История второй русской революции - Павел Милюков
Шрифт:
Интервал:
Закладка:
Так, в последнюю решительную минуту вновь сказалось то основное свойство Совета республики, с которым мы постоянно встречались: связанность его руководящего центра отвлеченными идеологиями, отдававшими его в жертву левой демагогии, и в результате — нерешительность и растерянность перед важнейшими вопросами, требовавшими неотложного и ясного решения. На этот раз это свойство сказалось только особенно ясно и наглядно, так как речь шла не о сложных вопросах военного дела и дипломатии, а о простейшем и элементарнейшем вопросе: поддержать ли государственность и власть в минуту открытого восстания. Если даже в такую минуту, перед лицом мятежа, ставившего на своем знамени явно утопические лозунги и столь же очевидно грозившего потерей войны и сдачей на милость победителя, расчленением России, ее экономическим порабощением, не нашлось в этом собрании большинства, которое выразило бы государственную волю, и если Совет республики в самом деле отражал действительное мнение страны, в таком случае, очевидно, для России не оставалось никакого другого пути к ожидавшему ее будущему, кроме пути тяжелых испытаний и собственного горького опыта.

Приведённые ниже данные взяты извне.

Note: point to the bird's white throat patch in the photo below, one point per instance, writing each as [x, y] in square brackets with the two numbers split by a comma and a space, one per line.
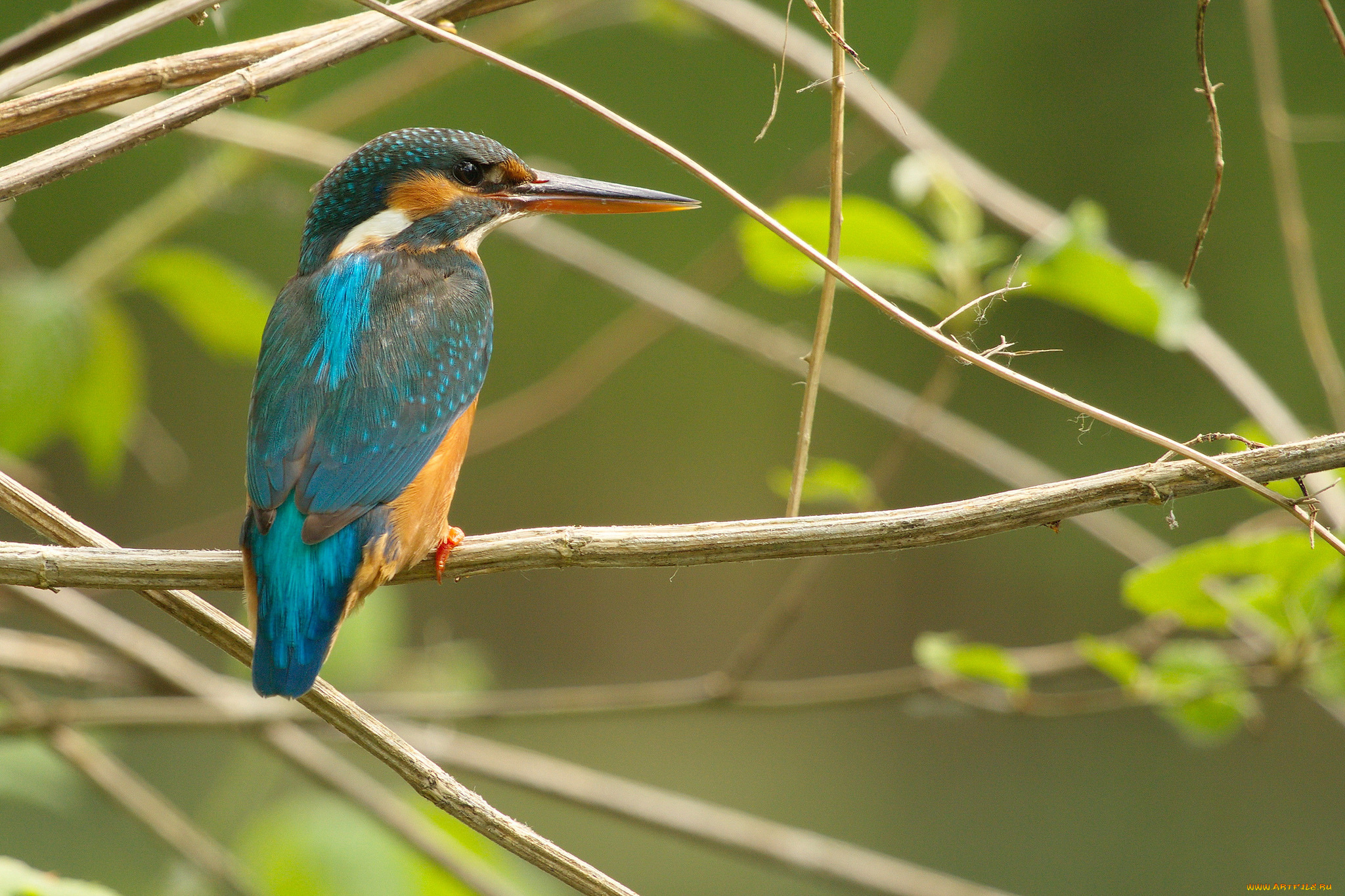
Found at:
[374, 230]
[472, 241]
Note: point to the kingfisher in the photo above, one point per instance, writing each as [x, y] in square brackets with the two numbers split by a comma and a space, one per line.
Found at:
[370, 366]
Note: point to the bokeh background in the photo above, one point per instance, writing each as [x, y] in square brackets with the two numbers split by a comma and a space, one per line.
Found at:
[1064, 98]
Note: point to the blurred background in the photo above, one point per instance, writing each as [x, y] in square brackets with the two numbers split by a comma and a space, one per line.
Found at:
[1069, 101]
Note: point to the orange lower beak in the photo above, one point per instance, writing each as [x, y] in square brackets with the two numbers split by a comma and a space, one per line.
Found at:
[562, 194]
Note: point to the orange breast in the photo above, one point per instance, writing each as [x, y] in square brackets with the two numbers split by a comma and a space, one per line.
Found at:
[418, 516]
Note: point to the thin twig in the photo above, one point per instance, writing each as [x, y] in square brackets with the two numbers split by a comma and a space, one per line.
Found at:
[1333, 23]
[60, 26]
[440, 706]
[99, 261]
[665, 293]
[88, 150]
[233, 700]
[688, 544]
[778, 74]
[150, 806]
[328, 704]
[119, 33]
[1293, 215]
[911, 323]
[779, 617]
[689, 816]
[835, 32]
[190, 69]
[817, 352]
[1011, 205]
[1208, 91]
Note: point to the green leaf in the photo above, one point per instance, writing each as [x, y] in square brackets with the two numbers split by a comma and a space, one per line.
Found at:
[829, 481]
[1076, 267]
[42, 351]
[1211, 720]
[946, 654]
[1111, 658]
[317, 845]
[221, 305]
[1201, 689]
[18, 879]
[925, 182]
[1188, 668]
[1274, 575]
[1327, 673]
[108, 393]
[875, 237]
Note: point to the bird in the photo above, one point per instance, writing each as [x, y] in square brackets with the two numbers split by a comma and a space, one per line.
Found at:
[370, 366]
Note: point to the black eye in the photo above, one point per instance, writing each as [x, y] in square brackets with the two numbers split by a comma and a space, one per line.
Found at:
[468, 174]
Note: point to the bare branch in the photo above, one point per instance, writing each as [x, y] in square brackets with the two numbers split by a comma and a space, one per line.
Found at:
[328, 704]
[1333, 23]
[817, 351]
[197, 68]
[649, 285]
[99, 42]
[1296, 232]
[91, 148]
[907, 320]
[1000, 198]
[60, 26]
[234, 702]
[1208, 91]
[697, 543]
[331, 770]
[689, 816]
[439, 706]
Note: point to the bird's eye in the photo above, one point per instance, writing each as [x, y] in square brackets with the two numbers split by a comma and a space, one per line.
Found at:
[468, 174]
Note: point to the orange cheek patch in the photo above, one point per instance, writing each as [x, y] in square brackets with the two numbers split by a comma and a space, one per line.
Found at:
[517, 171]
[424, 194]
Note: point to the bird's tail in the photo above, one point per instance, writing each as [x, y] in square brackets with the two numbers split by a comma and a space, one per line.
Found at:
[298, 593]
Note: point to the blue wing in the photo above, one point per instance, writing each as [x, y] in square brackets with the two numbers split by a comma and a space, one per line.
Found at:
[365, 364]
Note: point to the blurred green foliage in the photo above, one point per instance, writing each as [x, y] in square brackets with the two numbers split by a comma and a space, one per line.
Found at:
[18, 879]
[318, 845]
[72, 364]
[830, 482]
[948, 656]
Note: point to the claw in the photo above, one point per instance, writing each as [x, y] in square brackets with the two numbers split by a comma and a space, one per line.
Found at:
[455, 538]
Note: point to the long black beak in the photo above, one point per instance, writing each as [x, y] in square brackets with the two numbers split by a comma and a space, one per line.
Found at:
[552, 194]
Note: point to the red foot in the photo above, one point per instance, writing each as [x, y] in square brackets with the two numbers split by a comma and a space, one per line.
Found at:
[455, 538]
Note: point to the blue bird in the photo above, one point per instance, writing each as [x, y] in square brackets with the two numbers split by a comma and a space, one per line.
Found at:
[370, 366]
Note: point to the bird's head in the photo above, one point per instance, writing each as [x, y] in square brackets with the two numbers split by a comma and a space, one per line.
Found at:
[430, 188]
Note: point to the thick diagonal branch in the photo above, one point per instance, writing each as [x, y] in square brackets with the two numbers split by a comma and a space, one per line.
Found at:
[695, 543]
[332, 707]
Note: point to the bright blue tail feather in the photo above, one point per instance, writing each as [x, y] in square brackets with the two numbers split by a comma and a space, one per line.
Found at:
[300, 597]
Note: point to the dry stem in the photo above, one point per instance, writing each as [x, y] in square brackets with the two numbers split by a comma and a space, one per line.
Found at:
[1293, 215]
[829, 282]
[1208, 91]
[689, 544]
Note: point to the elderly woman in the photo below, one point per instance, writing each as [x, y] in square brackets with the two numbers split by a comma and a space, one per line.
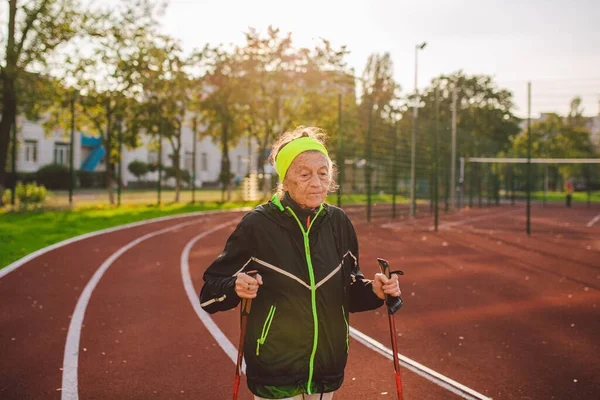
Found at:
[306, 255]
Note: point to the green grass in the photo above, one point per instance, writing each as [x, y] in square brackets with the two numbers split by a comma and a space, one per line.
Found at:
[22, 233]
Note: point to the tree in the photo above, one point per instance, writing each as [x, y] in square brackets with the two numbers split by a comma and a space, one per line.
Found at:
[285, 86]
[222, 105]
[36, 28]
[166, 81]
[110, 78]
[556, 138]
[138, 168]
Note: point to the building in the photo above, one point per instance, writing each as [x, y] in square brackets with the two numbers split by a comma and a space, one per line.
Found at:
[37, 149]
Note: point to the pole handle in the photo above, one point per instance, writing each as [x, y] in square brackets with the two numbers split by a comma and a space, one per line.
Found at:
[247, 303]
[393, 303]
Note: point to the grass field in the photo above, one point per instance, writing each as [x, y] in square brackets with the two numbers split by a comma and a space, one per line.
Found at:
[24, 232]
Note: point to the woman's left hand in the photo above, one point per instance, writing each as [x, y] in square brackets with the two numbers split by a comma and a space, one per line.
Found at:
[382, 286]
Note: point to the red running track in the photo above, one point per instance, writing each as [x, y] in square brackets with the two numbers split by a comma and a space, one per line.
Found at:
[509, 316]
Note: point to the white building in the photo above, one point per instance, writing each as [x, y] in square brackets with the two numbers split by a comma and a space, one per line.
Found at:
[37, 149]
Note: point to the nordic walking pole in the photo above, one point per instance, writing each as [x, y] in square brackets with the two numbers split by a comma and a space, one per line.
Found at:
[245, 311]
[393, 304]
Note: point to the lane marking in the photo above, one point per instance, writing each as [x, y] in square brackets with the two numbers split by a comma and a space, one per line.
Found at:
[414, 222]
[208, 322]
[419, 369]
[480, 218]
[593, 221]
[231, 351]
[70, 384]
[11, 267]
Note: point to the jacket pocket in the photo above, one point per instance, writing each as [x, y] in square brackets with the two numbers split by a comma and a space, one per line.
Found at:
[265, 331]
[347, 329]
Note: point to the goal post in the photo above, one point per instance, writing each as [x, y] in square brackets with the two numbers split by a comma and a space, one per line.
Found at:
[584, 173]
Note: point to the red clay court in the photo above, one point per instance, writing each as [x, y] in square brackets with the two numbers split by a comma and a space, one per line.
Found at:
[489, 312]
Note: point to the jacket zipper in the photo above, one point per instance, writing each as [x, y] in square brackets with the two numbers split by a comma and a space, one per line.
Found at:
[347, 329]
[313, 294]
[266, 327]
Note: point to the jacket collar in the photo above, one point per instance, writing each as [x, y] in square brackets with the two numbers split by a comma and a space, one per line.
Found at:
[283, 204]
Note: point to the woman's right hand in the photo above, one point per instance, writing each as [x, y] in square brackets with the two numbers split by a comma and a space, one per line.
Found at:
[247, 286]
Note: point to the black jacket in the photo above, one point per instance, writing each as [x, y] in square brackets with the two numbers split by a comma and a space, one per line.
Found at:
[297, 333]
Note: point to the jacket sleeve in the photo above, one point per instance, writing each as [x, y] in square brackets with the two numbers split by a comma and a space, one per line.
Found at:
[362, 297]
[218, 291]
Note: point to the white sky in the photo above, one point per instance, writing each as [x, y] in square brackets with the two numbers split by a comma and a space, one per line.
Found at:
[553, 43]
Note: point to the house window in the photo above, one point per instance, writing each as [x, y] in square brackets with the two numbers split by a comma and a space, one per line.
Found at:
[61, 153]
[188, 162]
[204, 161]
[30, 150]
[240, 164]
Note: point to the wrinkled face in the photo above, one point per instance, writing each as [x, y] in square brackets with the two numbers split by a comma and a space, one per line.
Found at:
[308, 179]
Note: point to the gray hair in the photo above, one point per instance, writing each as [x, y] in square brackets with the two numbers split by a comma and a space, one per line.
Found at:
[303, 131]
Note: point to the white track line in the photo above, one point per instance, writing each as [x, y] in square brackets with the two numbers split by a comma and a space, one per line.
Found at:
[70, 384]
[11, 267]
[593, 221]
[231, 351]
[419, 369]
[208, 322]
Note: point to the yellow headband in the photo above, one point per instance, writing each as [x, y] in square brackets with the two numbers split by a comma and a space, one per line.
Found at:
[291, 150]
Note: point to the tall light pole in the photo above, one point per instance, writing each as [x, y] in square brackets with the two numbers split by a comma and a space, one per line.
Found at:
[414, 133]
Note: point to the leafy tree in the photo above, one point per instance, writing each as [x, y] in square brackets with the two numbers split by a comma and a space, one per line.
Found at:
[138, 168]
[35, 30]
[555, 137]
[222, 105]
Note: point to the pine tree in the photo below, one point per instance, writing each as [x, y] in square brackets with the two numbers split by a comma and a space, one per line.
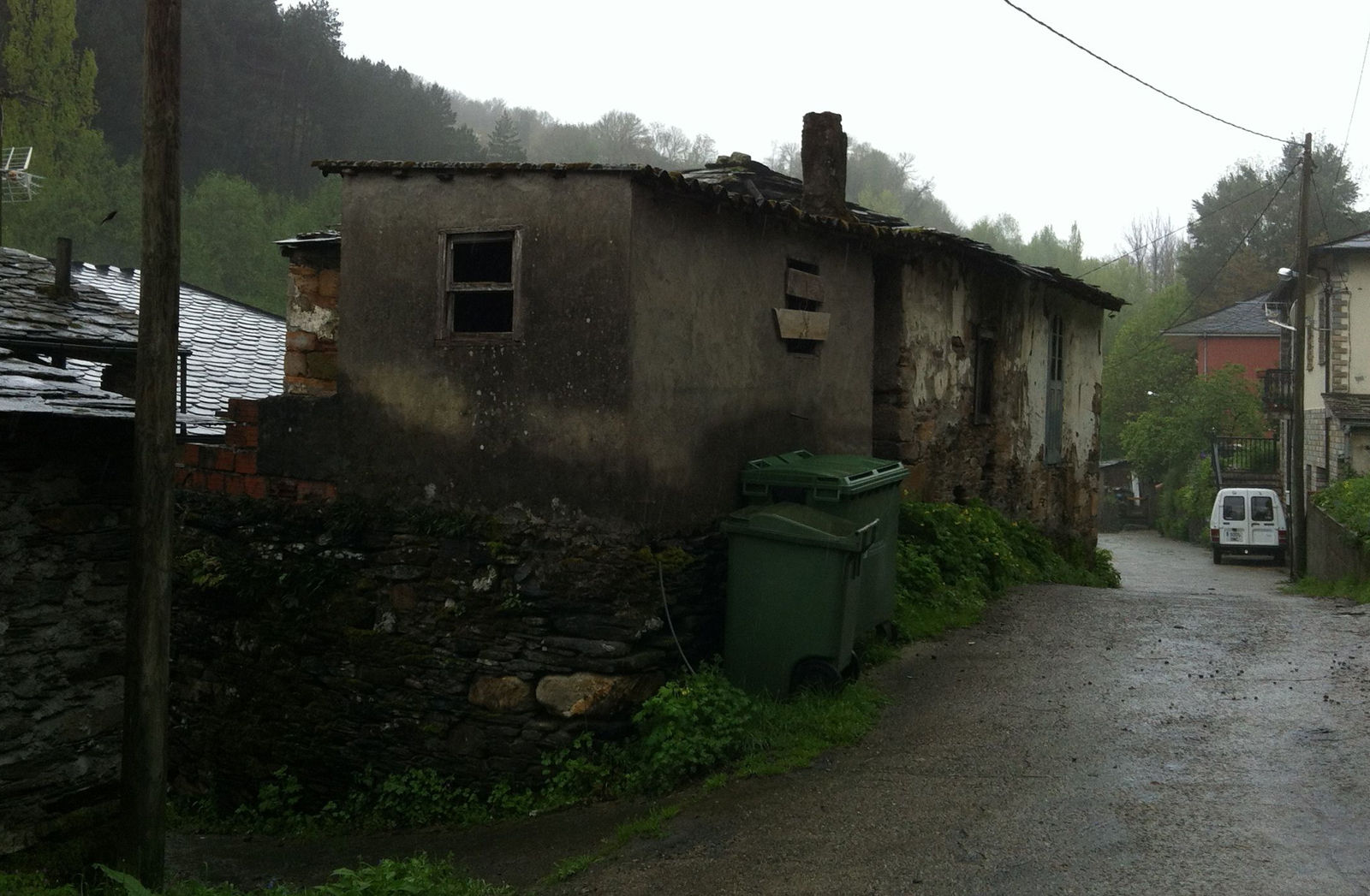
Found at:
[504, 143]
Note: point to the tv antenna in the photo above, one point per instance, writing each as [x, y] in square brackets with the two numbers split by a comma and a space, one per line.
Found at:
[17, 182]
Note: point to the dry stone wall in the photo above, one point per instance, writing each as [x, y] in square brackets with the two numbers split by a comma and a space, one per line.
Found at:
[65, 547]
[336, 638]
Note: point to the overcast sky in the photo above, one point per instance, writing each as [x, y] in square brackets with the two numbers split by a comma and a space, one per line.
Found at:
[1004, 116]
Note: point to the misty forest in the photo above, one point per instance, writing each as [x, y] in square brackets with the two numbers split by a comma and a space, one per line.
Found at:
[267, 89]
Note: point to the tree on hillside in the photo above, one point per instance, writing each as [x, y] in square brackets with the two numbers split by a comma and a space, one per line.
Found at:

Временное правительство все целиком не могло понять решения Совета республики иначе, как вотум недоверия, и прежде всего недоверия к несоциалистической части кабинета. При нормальных условиях результатом вотума мог бы быть окончательный распад коалиции и сформирование однородного социалистического правительства. Но как уходить накануне восстания, хотя бы борьба с ним и представлялась безнадежной? Этот вопрос должны были задать себе представители к.-д. и цензовых элементов в правительстве. Они получали формальное право уйти. Чувство долга перед родиной заставило их остаться и разделить проигранную игру Керенского. Что касается последнего, в 11 часов вечера он и некоторые члены правительства имели совещание с лидерами поддерживавшего кабинет социалистического большинства советской демократии, — Авксентьевым, Гоцем, Даном и Скобелевым.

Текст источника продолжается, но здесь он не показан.